2007-04-24

RIP my English blog

In the last 12 months I've managed to post whopping 14 articles into my English-language blog. That's six and a half times less than what I published on my main, Estonian-language site. Since the new Blogger has labels that you can use for filtering the content, I've decided to move all the articles over to wolli.blogspot.com and tag them as "english".

ppmotskula.blogspot.com is now officially obsolete.

2007-03-07

Skype in parallel universes

Jaanus Kase bragged about running four [different] Skypes in one box, and Jim Courtney asked how would someone come up with (and have the time for) doing this.

Well, there are several reasons I could come up with quickly (in no particular order).

  • Testing. You may want to test the new versions of Skype (and/or Skype Extras) every now and then. On Windows, uninstalls are almost never complete and clean, so if you don't like your machine's registry and other places getting clogged with all sorts of leftovers of the stuff you've taken a look at. Furthermore, "scientifically" good tests must be done in controlled environment, and a system contaminated with random remnants of previously installed software would not exactly qualify.
  • Features. Skype does not offer identical feature sets on Windows, Mac, and Linux. While the Windows is still the most-used desktop operating system worldwide, there is a growing number of people who prefer Mac OS X or Linux. So if you're one of the "heretics" but still want to occasionally use the newest features that have only made it into Skype for Windows thus far, firing up a virtual machine with Windows on it would make sense.
  • Hack value. Hey, it's a freaking cool hack, isn't it? ;)
As I do have to test new stuff, and as I don't boot my computers into Windows (I've been on Ubuntu Linux for nearly two years, and see no reason to switch back — but that's another story), I have a VMware Server and a bunch of (licensed) virtual OSes installed. So it takes me less than 5 minutes to unzip and boot into a "virgin" Windows XP or Vista without ever having to go through the entire re-installation of the operating system.

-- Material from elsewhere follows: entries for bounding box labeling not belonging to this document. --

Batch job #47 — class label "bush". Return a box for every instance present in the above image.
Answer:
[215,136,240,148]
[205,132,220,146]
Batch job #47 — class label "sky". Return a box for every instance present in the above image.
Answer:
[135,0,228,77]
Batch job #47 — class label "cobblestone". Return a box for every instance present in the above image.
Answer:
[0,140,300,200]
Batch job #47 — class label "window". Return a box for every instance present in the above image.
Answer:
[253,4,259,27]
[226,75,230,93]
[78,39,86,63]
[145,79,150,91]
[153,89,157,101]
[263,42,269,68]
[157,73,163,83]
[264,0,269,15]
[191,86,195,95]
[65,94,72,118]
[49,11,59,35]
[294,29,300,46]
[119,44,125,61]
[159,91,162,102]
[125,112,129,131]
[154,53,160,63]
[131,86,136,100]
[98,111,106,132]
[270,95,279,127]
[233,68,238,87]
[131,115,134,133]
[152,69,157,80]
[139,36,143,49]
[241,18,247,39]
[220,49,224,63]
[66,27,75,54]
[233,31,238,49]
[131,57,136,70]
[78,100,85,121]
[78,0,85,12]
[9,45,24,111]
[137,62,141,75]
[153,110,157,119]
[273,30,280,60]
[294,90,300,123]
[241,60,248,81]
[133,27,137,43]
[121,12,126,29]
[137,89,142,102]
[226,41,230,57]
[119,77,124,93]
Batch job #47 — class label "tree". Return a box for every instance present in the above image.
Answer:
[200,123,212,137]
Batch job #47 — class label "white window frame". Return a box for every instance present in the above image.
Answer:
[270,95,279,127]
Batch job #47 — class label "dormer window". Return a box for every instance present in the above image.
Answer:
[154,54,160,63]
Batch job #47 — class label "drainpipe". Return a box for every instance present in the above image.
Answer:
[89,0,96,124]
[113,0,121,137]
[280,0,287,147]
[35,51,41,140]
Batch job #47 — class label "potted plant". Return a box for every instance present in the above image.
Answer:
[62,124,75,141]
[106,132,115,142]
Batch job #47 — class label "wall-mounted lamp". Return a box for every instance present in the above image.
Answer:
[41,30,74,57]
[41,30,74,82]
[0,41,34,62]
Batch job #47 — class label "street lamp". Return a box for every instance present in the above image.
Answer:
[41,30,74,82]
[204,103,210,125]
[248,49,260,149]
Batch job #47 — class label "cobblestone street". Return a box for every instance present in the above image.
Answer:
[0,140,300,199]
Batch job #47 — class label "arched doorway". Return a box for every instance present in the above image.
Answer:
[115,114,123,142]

One thing I can not do (yet) is using Skype for Mac OS X on my Linux box. Apple's licensing policy does not support running OS X on virtual hardware, and although several hackers claim they've got OS X to run in VMware on Linux, I've not taken the trouble.

2007-02-07

Installing Vista in VMware on Ubuntu

After several failures and a lot of web browsing, I finally succeeded in installing Windows Vista Business in VMware Server running on Ubuntu 6.10.
At first, I just created a new VMware virtual machine with default settings for guest OS Windows Vista (experimental). Booted it from Vista DVD, answered a couple of questions, entered the product key, started the installation and got as far as "Expanding files (0%)". On the next morning, the installer was still expanding files at 0% (the process had not crashed, it just failed to do anything useful).

Then, I tried to play with the virtual machine settings. Googling around led me to a configuration with 512 MB RAM, 20 GB IDE HDD, NAT networking, and 1 CPU. Booted from Vista DVD, and ended up exactly where I did before.

Finally, I resorted to a workaround provided in VMware's Guest Operating System Installation Guide (with regard to Vista beta; I was using the officially released version, though), installed Windows XP Pro into a clean virtual machine, and then upgraded that to Windows Vista without any further major problems.

However, I had to conclude that Vista's installer is designed by morons — just as those of any previous Windows versions. While all the Linux installers I've come across recently ask all necessary questions first, and then allow you to safely go to have a cup of coffee, a lunch, or even sleep, the "geniuses" at Redmond have put a question about whether to allow automatic updates or not somewhere halfway down the installation process. Smart, eh?